6) Designer Clothes:
The manager of a designer label boutique was required to purchase and wear the designer's clothing as a condition of her job to project the image of an exclusive life style. A court denied her deduction because the clothes could be worn outside work regardless of the fact that they were not her personal taste of clothing. [Several decades ago when Dinah Shore had her weekly variety show, she deducted several gowns she had worn on her show as a business expense. The IRS claimed they weren't business as she could wear them to social functions having nothing to do with her television show. Her counter argument was that they were not useable for anything else as she could not even sit down in them. The IRS had her put on each of the gowns and prove that she couldn't sit down. She couldn't sit in them and the IRA relented.]

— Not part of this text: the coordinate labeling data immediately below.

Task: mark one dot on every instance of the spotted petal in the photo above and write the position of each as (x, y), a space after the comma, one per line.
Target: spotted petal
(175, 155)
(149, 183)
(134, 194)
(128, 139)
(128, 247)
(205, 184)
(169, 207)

7) Las Vegas Gambling Junket:
A repo company sponsored a bus trip to Las Vegas in an effort to drum up business from banks. The people talked informally about the collection business, but everyone spent most of the weekend gambling and no formal meetings were scheduled. The trip was very successful and the repo company got a lot more business from the attendees. However, the Tax Court denied them the deduction of the cost of the junket because the business discussions were only a small part of the trip.
8) Meals With Colleagues:
A partner in a law firm met every day with his colleagues at lunch to discuss the firm's business. Unfortunately, the IRS denied the deduction for the meals as being a business expense. The law firm took it to Tax Court where the court agreed with the IRS that the meals were a non-deductible personal expense.
9) Wrecking A Rental Car:
Heavy fog had an airline employee stranded who needed to get to New Orleans. He worked out a deal with a rental car company to take one of their cars that they needed driven to New Orleans. The company would have the car transported without having to pay a driver and he would get to New Orleans with no charge for the rental car. Unfortunately, he wrecked the car in Mississippi and had to pay for damages. When he tried to deduct the payment as a casualty loss, the Tax Court denied the deduction because he wasn't the owner of the car.
10) Shoddy Construction:
A couple paid a builder to construct their home. Shortly after they moved in, they found a series of problems with the house that made living there impossible. They deducted a large theft loss on their taxes, claiming the builder defrauded them. The Tax Court denied it stating they were the victims of poor workmanship rather than fraud.